The good news is that with the vote now approaching 50 percent of the 2008 totals in Nevada, we now have a good sample of who will be voting in this election. We also have crosstabs on CNN's results. With that, we can take a closer look.
Both GMU and CNN provide nice crosstabs that break down the results by various groups. For the purposes of this diary, I will look at the voters by party ID, and look at the CNN results for those same groups. The results show a voting population that doesn't quite match CNN's assumptions of a drastic Democratic lack of turnout.

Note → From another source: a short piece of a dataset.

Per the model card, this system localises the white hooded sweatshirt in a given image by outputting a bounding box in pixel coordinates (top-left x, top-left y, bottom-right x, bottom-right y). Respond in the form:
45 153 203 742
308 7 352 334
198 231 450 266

With a count equalling 46.1% of the 2008 count already tallied, we see the following percentages for party ID in the vote:
Dem 42.4%
Ind 15.1%
Rep 42.5%
Now, in the CNN crosstabs, we see what they tallied for these subgroups among "likely voters":
Dem: Reid 96% Angle 3%
Ind: Reid 38% Angle 53%
Rep: Reid 10% Angle 82%
So, doing a little math, you get:
Reid: 50.7% (.424*.96 + .151*.38 + .425*.1)
Angle: 44.1% (.424*.03 + .151*.53 + .425*.82)
Whoah! And this is a poll that had a topline of Angle +4! What does that mean? Well...it means something very, very important: CNN's likely voter screen is not even remotely reflective of the actual voting population that is showing up. The subtext here is that all kinds of polling operations have been doing the same thing with likely voter screens, and if the change is this dramatic in Nevada, this very well could reflect a general error in polling methodology.
So there you have it. Real votes in an actual election just don't mesh with the state of the world as envisioned by this particlar polling operation. And as Nate Silver skillfully demonstrated, if polls in general are systematically off by just a few points, it totally changes the game. And just to give some historical context, the polls overestimated Republican turnout by 5 points in 1998, so it's not like this would be unprecedented. A result like that of 1998, if applied today, would make Republican gains FAR less dramatic than everyone is expecting!
Now, just to be clear, I'm not saying that this is a nationwide trend, or even true in Nevada. But it sure does give a pretty solid argument that maybe, just maybe, certain people have gotten carried away in the "Democrats won't show up!" narrative without doing the proper legwork to see if these claims would come true.